Estimation of changes in stunting status
To assess fluctuations in stunting status over time, we conducted an analysis among cohorts with at least monthly measurements from birth to the age of 15 months to provide sufficient granularity to capture changes in stunting status. We estimated the proportion of children in each stunting category defined in the section ‘Changes in stunting status’ at each month from birth to the age of 15 months. To ensure that percentages summed to 100%, we present results that were not pooled using random effects. Analyses using random effects produced similar results (Supplementary Note 6.3).

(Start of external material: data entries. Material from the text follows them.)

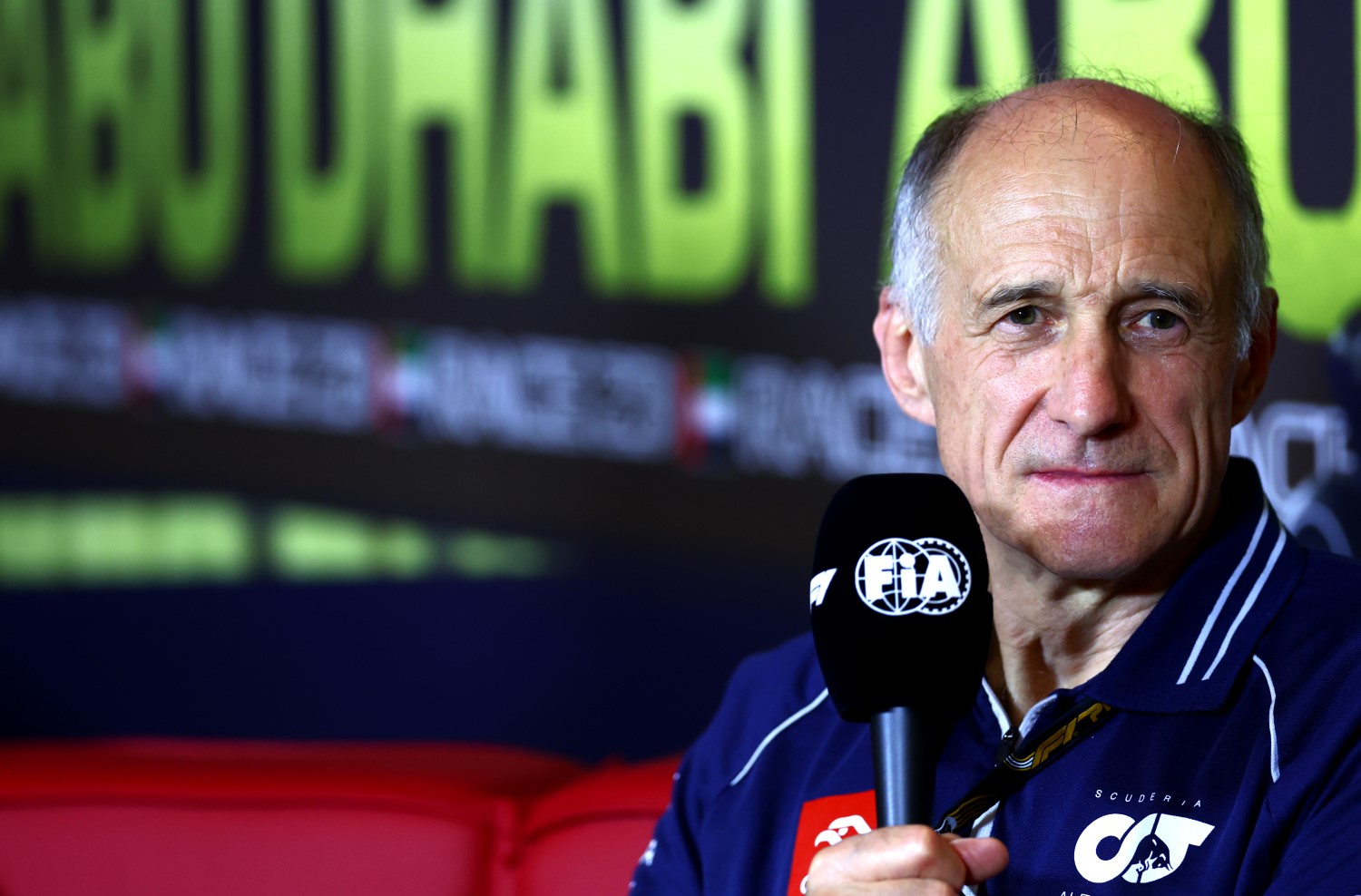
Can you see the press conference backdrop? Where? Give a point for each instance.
(468, 316)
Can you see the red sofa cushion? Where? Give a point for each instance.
(209, 819)
(584, 838)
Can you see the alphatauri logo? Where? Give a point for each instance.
(897, 577)
(818, 588)
(1149, 850)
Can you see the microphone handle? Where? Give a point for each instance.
(904, 775)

To examine the distribution of LAZ among children with stunting reversal, we created subgroups of children who experienced stunting reversal at ages 3, 6, 9 and 12 months and then summarized the distribution of the children’s LAZ at ages 6, 9, 12 and 15 months. Within each age interval, we estimated the mean difference in LAZ at older ages compared to the age of stunting reversal and estimated 95% confidence intervals for the mean difference. Pooled analyses used random-effects models for the primary analysis and fixed-effects models for sensitivity analyses as described above.
Linear growth velocity
We estimated linear growth velocity within 3-month age intervals stratified by sex, pooling across study cohorts (Fig. 5) as well as stratified by geographic region (Extended Data Fig. 10) and study cohort (Supplementary Note 7.4). Analyses included cohorts that measured children at least quarterly. We included measurements within a 2-week window around each age in months to account for variation in the age of each length measurement. Pooled analyses used random-effects models for the primary analysis and fixed-effects models for sensitivity analyses as described above (Supplementary Note 6.4).
Sensitivity analyses
We conducted three sensitivity analyses. First, to assess whether inclusion of PROBIT, the single European cohort, influenced our overall pooled inference, we repeated analyses excluding the PROBIT cohort. Results were very similar with and without the PROBIT cohort (Supplementary Note 8). Second, to explore the influence of differing numbers of cohorts contributing data at different ages, we conducted a sensitivity analysis in which we subset data to cohorts that measured anthropometry monthly from birth to the age of 24 months (n = 21 cohorts in 10 countries, 11,424 children; Supplementary Note 3). Third, we compared estimates pooled using random-effects models presented in the main text with estimates pooled using fixed-effects inverse-variance-weighted models. The random-effects approach was more conservative in the presence of study heterogeneity (Supplementary Note 6).
Inclusion and ethics
This study analysed data that were collected in 14 LMICs that were assembled by the Bill & Melinda Gates Foundation Ki initiative. Datasets are owned by the original investigators that collected the data. Members of the Ki Child Growth Consortium were nominated by each study’s leadership team to be representative of the country and study teams that originally collected the data. Consortium members reviewed their cohort’s data within the Ki database to ensure external and internal consistency of cohort-level estimates. Consortium members provided substantial input on the statistical analysis plan, interpretation of results and manuscript writing. Per the request of consortium members, the manuscript includes cohort-level and regional results to maximize the utility of the study findings for local investigators and public health agencies. Analysis code has been published with the manuscript to promote transparency and extensions of our research by local and global investigators.
Reporting summary
Further information on research design is available in the Nature Portfolio Reporting Summary linked to this article.